Owner The owners of an enterprise are the persons and/or institutions that established the enterprise, or bought (par of) it at a later date. Owners of household enterprises mostly also work in their enterprises, but without receiving fixed wages or salaries. Owners of incorporated enterprises often do not work in their enterprises but if they do, will become employees of their own companies.
Business accounting (International Accounting Standards – IAS)
Term Definition
Revenue Revenue is the total amount of money a business receives as a result of the sales of its goods and/or services, net of discounts given, over a certain period of time. The calculation excludes VAT and similar taxes. The terms Turnover and Income have similar meanings but are mostly used in different countries.
Cost of revenue Cost of revenue refers to the total cost of manufacturing and delivering a product or service to consumers. It is designed to represent the direct costs associated with the goods and services the company provides. Often the term income is used instead of revenues.
Profit or loss Profit or loss is defined as the total of income less expenses. (Revenue – Cost of revenue)

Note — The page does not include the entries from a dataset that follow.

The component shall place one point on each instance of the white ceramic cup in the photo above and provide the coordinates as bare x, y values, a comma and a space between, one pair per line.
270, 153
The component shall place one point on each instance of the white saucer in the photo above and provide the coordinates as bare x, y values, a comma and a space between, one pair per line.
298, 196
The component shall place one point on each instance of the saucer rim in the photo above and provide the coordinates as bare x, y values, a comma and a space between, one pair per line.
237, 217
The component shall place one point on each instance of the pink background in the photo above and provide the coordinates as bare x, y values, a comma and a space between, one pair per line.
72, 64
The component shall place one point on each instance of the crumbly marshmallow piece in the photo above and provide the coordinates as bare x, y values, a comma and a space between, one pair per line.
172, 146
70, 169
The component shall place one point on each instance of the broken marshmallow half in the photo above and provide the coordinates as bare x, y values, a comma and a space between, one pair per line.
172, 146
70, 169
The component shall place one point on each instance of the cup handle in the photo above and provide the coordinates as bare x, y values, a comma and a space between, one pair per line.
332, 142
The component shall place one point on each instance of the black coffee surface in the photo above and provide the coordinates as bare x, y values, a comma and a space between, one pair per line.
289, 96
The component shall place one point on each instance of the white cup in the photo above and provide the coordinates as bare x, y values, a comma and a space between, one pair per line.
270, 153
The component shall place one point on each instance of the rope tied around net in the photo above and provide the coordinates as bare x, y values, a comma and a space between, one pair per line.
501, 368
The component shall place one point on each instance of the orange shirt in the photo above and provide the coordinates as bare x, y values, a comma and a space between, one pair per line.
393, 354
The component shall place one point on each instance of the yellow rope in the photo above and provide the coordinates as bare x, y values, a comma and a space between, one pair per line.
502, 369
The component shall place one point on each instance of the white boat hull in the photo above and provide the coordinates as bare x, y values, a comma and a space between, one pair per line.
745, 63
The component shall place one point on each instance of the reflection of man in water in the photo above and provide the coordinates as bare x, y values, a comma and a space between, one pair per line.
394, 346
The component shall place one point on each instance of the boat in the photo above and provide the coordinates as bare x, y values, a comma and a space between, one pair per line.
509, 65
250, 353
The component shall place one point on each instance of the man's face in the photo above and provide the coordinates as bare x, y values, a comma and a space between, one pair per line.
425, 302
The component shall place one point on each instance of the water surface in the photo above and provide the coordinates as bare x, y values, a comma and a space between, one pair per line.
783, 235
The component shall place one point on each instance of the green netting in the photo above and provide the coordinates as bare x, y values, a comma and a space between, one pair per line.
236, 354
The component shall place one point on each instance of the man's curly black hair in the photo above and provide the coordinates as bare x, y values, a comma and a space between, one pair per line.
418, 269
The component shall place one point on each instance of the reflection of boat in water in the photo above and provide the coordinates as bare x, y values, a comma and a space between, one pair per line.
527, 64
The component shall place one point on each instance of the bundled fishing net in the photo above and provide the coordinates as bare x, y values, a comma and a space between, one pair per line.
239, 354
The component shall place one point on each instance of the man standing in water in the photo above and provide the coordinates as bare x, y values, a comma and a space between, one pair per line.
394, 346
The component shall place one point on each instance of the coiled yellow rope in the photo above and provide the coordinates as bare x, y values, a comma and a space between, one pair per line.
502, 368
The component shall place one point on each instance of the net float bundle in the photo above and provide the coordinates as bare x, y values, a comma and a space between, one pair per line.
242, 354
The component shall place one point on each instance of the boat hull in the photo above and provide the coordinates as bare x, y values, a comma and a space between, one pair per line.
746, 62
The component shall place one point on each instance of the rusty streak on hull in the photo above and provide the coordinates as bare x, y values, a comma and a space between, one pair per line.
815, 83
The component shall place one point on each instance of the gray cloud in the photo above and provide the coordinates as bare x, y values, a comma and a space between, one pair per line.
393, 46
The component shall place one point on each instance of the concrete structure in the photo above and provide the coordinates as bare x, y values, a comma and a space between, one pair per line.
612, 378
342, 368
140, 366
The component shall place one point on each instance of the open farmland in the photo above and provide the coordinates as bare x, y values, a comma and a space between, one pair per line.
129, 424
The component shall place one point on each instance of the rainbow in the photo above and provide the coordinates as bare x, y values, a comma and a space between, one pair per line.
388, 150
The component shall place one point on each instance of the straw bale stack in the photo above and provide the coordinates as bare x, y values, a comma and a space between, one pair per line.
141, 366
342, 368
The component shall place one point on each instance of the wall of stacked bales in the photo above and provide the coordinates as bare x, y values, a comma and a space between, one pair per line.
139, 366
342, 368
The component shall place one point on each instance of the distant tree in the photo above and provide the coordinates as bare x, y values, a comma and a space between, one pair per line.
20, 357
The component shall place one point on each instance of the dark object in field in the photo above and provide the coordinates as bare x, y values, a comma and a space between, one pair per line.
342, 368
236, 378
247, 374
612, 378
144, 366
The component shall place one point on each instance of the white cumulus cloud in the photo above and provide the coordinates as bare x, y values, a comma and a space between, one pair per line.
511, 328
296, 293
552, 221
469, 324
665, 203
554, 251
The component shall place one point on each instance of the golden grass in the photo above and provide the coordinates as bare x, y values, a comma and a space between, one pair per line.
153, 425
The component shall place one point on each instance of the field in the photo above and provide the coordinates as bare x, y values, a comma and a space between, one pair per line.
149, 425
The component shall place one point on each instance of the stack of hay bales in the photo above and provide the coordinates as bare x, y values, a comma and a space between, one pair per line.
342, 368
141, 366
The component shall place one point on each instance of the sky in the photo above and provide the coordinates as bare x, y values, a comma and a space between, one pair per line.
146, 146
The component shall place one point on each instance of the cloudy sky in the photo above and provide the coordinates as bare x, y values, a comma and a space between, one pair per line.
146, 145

Some observations on accounting methods for National Accounts and Business Accounts.
Accounting Method Observation Reconciliation
Gross Output and Revenue In National Accounting, the gross output is the sum of the production of different goods and services by a company during the period while in business accounting revenue is recording the sales of these products and services during the same period. The difference between the two concepts is the treatment of the change in inventories of finished goods. For service industries there are basically no inventories of finished goods and therefore, Gross Output generally equals Revenue. Gross Output minus the change in inventories of finished products equals Revenue for the period.
Valuation of inventories of finished goods Inventories of finished products in business accounting are valued at the cost of production, that is, only including the cost of purchase, direct manufacturing costs and transport and excludes such items as marketing, research, selling and administrative expenses, etc. In practice, that means that inventories of finished goods often are valued at half their sales value or less. In national accounting, valuations should be at basic or producer prices, which both are substantially higher than the cost of production given in the company financial statements. In business accounts, inventories are required to be stated at the lower of cost (as described above) and net realisable value.
Value added tax (VAT) and similar deductible taxes Value added tax is not included in the value of output of an establishment in the national accounts nor in the revenue of an enterprise in the business accounts.